Maxwells Demon profile picture
@Hale Stewart very nice and detailed discussion of charts and the economy, but no mention of what is screaming at us - namely a four day island top after and extended directional run. If not reversed quickly (say by Wednesday) it foretells a significant pullback if not new lows. Combine that with the approach of election season and all the uncertainty that entails and it is hard to see where equities will get the energy to continue the rally. Basically we have July for Congress to provide any more relief packages as August brings the conventions after which it's difficult to imagine there being enough focus and inter-party accommodation to achieve much of anything.
Hale Stewart profile picture
Your point is taken.

However, I'm not a big fan of using a single candlestick or group of candlestick patterns for analysis. The failure rate of their predictive capabilities is pretty high -- or, more correctly, high enough that I think their predictive capabilities are weak.

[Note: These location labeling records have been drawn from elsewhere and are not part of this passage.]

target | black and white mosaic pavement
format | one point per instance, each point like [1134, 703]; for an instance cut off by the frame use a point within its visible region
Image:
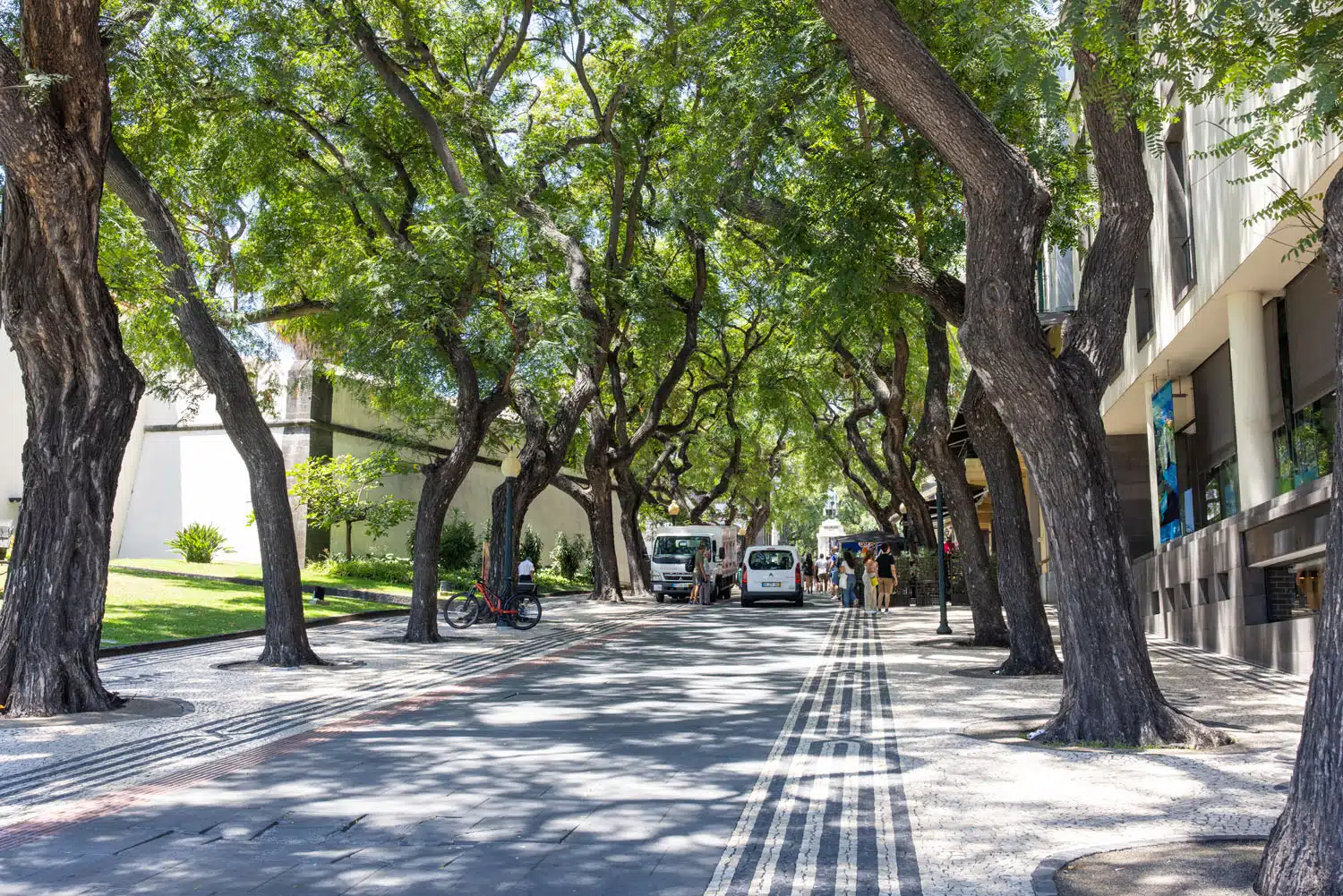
[614, 751]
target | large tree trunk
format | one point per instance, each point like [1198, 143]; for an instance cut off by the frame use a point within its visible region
[81, 391]
[606, 570]
[1305, 855]
[986, 608]
[636, 552]
[223, 371]
[442, 479]
[542, 460]
[1018, 576]
[598, 507]
[80, 386]
[1050, 405]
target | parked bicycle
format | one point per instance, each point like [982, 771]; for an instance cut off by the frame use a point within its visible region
[481, 605]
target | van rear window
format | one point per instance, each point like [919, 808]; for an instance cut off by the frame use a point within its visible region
[770, 560]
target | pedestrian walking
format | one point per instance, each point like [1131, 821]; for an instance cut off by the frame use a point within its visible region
[848, 579]
[870, 600]
[700, 593]
[886, 578]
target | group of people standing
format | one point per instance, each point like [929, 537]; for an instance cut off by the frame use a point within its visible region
[865, 582]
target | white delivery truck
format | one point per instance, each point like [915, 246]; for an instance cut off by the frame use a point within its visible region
[673, 555]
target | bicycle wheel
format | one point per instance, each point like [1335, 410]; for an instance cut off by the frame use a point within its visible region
[461, 610]
[528, 613]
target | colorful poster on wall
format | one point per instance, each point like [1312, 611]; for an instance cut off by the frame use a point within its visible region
[1168, 482]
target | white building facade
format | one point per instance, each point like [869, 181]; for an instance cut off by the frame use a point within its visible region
[182, 468]
[1221, 419]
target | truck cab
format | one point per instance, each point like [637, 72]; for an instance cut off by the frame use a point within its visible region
[673, 559]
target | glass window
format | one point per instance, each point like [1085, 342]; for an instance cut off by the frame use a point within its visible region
[771, 560]
[1295, 590]
[1219, 492]
[1178, 207]
[1310, 455]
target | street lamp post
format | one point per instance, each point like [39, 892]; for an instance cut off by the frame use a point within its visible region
[942, 567]
[510, 468]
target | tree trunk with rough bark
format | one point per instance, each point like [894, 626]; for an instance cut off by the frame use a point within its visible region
[636, 552]
[931, 442]
[542, 460]
[80, 386]
[1305, 855]
[219, 364]
[606, 570]
[442, 479]
[1050, 405]
[1018, 576]
[595, 501]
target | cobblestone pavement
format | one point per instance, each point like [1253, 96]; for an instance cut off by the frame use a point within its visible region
[620, 751]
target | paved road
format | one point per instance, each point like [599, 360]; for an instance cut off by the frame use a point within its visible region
[620, 751]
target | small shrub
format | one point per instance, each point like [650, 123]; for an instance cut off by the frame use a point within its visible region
[387, 567]
[531, 547]
[458, 543]
[571, 557]
[199, 543]
[457, 546]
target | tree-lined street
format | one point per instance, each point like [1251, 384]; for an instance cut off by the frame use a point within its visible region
[637, 750]
[440, 305]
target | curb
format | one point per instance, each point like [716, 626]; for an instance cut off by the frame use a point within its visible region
[1042, 879]
[148, 646]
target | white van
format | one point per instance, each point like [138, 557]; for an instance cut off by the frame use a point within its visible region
[771, 573]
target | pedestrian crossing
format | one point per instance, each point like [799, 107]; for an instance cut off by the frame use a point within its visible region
[827, 813]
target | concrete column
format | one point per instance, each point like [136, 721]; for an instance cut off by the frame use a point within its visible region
[1251, 383]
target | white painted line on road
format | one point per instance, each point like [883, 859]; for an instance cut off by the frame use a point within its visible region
[774, 764]
[818, 797]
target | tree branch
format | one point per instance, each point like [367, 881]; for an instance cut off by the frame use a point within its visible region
[365, 40]
[287, 311]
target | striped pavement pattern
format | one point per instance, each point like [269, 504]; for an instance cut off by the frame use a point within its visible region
[827, 815]
[217, 747]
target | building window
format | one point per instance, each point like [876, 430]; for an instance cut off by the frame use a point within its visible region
[1295, 590]
[1143, 311]
[1308, 452]
[1219, 499]
[1178, 220]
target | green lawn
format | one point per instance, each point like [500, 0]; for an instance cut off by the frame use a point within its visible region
[158, 606]
[252, 571]
[145, 608]
[545, 581]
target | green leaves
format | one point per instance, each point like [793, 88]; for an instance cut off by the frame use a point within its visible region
[336, 490]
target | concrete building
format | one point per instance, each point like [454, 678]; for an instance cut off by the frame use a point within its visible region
[1221, 419]
[182, 469]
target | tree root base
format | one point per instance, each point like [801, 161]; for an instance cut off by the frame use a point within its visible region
[423, 638]
[1159, 726]
[289, 659]
[990, 640]
[1017, 668]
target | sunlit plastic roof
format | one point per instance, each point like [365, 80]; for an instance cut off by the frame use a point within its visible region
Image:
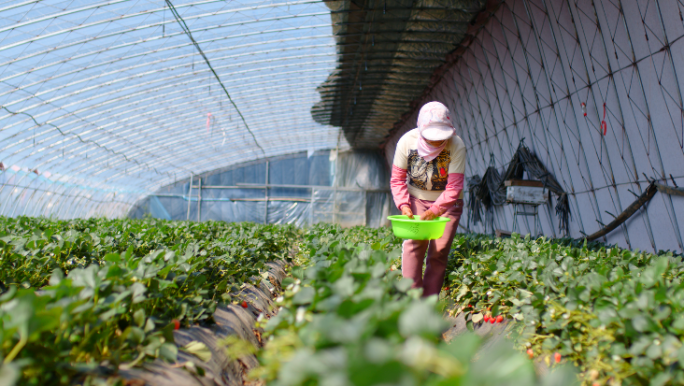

I look more for very general single-market trends and than looking at multiple markets (bonds, commodities, equities) to (hopefully) get some idea for what's happening.
Very well done, thanks.
Excellent data and commentary,thanks.
HS, thanks for this. In agreement with some other comments I have noticed and appreciate your consistently good work, but have not commented previously. Best to you and yours.
Don't think I've commented on your articles before. Just want to say I read them often and appreciate them and don't acknowledge them enough
Robw0328 profile picture
Good stuff. Unless people are taking 2023 earnings for today’s prices, things are just crazy overvalued. There’s just no margin for safety. Things have to come down.
Mugsleysmom profile picture
Thank you for this detailed and thoughtful analysis. Was it Betty Davis who said "fasten your seatbelts. It's going to be a bumpy ride"?
Hale Stewart profile picture
Yep. The equity markets are already technically extended on a momentum basis and the Fed has said that growth will be weak. Not a good combination for the bulls.
Excellent analysis. "So, once again, the fixed income market is projecting weak economic growth, which is at odds with the bullishness of the equity indexes." In the context of a zillion new speculators, I'll follow the message from the bond market and ignore the stock market. As we know, the stock market has not had much to do with economic or earnings growth for several years. IE: SPX up 30% on 0.6% earnings growth in 2019.